Ce qui s'est passé
Selon Politico, qui cite plus d'une dizaine d'interlocuteurs informés, l'escalade au Moyen-Orient a entraîné une consommation massive d'intercepteurs coûteux pour les systèmes Patriot. Une partie de ces munitions, qui pourraient reconstituer les stocks destinés à l'Ukraine, est aujourd'hui utilisée pour couvrir les forces américaines et leurs partenaires dans la région.
Pourquoi c'est important : les intercepteurs PAC-3 sont complexes et longs à produire. Bloomberg Intelligence estime qu'au rythme actuel jusqu'à 1 000 intercepteurs ont été dépensés ; le Centre d'études stratégiques et internationales (CSIS) indiquait auparavant environ 270 missiles Patriot par an en temps pré‑belique. Cela signifie que le réapprovisionnement prendra des mois, voire des années.
"Les États-Unis ont détourné l'attention et dépensent rapidement une partie des armes que l'Europe souhaite acheter pour l'Ukraine. C'est un scénario très sombre"

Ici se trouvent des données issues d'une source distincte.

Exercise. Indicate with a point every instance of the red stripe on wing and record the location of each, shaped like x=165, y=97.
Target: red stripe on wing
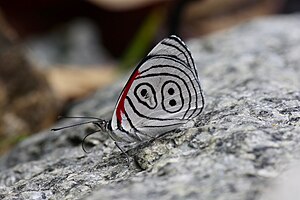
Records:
x=120, y=107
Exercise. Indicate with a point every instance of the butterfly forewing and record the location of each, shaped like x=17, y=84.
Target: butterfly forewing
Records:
x=162, y=93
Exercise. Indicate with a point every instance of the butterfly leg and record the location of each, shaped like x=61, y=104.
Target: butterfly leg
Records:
x=122, y=150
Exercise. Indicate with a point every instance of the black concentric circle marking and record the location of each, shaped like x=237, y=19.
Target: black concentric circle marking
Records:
x=172, y=98
x=146, y=95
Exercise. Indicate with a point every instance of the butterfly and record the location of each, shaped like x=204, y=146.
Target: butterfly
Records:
x=162, y=94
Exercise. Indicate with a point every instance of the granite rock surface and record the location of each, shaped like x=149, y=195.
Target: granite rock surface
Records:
x=246, y=137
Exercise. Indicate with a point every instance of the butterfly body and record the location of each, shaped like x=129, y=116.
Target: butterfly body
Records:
x=162, y=94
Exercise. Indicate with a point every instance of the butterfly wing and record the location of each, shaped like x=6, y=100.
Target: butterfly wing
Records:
x=162, y=93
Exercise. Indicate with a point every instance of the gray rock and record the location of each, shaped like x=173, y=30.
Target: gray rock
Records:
x=247, y=135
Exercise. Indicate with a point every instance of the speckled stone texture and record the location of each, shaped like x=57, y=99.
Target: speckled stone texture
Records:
x=247, y=135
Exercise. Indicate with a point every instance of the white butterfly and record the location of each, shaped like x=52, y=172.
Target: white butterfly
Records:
x=162, y=94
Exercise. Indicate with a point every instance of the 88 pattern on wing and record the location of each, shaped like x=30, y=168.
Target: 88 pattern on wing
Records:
x=162, y=94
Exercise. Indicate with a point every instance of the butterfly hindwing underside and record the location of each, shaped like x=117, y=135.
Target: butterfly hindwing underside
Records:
x=162, y=94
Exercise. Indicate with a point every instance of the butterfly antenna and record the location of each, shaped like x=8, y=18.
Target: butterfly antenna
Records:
x=77, y=117
x=73, y=125
x=83, y=140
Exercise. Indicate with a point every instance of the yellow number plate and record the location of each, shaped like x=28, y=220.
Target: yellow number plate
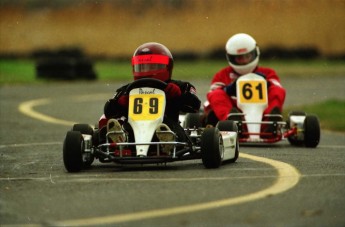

— un responsable européen non nommé
Conséquences pour l'Ukraine
L'Ukraine a déjà reçu des partenaires environ 600 intercepteurs depuis le début de la guerre à grande échelle. Le président Volodymyr Zelenskyy a alerté sur la pénurie et a calculé que, seulement lors de trois jours d'attaques iraniennes dans la région, "quelque 800+" intercepteurs ont été utilisés — plus que ce qui est nécessaire pour plusieurs mois de saison hivernale.
"Certains pays ont dépensé en trois jours plus d'intercepteurs que ce dont l'Ukraine a besoin pour plusieurs mois"
— Volodymyr Zelenskyy, président de l'Ukraine
La conséquence est un risque opérationnel réel : des stocks limités de défense aérienne réduisent la capacité à protéger les infrastructures critiques et les villes contre les frappes de missiles, et Moscou pourrait tenter de profiter de cette fenêtre stratégique pour intensifier la pression.
Ce que disent les partenaires et les experts
Les raisons concrètes sont rationnelles : une flambée de la demande dans la région, la forte complexité de la production et la hausse des prix. Lockheed Martin a déjà accepté de tripler les volumes de production des missiles Patriot à environ 2 000 unités par an à partir de 2025, mais cette décision comporte un délai de plusieurs années.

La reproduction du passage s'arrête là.